Thanks for reading. And I encourage you to post with any comments or questions you have.

Thursday, May 24, 2007

Why Gen Y Financial Freedom

Hello All.
I'm new to the Blogosphere, but since you've taken the time to read my blog, I figured I'd explain who I am and why I created Gen Y Financial Freedom. My name is Jonathan Pollard and I'm a recent Duke University graduate. '05 to be exact. And like most of you, I have a mountain of student loan debt from my undergraduate education. But instead of just putting my head in the sand and saying that it's impossible to dig out from this huge hole, I've decided that I'm going to take control of my financial future. Actually, I decided that way before I graduated from college.

But enough about me. My primary reason for creating this blog is because I see too many people my age - I just turned 24 in April - spending freely and not being concerned with their credit scores and making their money grow. And I want to change that by disseminating information about how to get rich, in a fun and exciting way.

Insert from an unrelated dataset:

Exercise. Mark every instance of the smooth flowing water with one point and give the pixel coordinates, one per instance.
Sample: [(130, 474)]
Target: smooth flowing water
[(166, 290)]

Let me pose a question to you that shocked me when I read the answer. Do you know how many streams of income the average millionaire has? Not one, not two, not four, but seven! Seven, ladies and gentleman. That means that while Ms. or Mr. Millionaire is engaged in her or his primary pursuit to put food on the table, she or he has six other ventures going that bring in income. How would you like to have six other sources of income? I bet that'd get those student loans paid off quickly.

Join me in a quest to learn how to be financially propserous life and thank you for reading.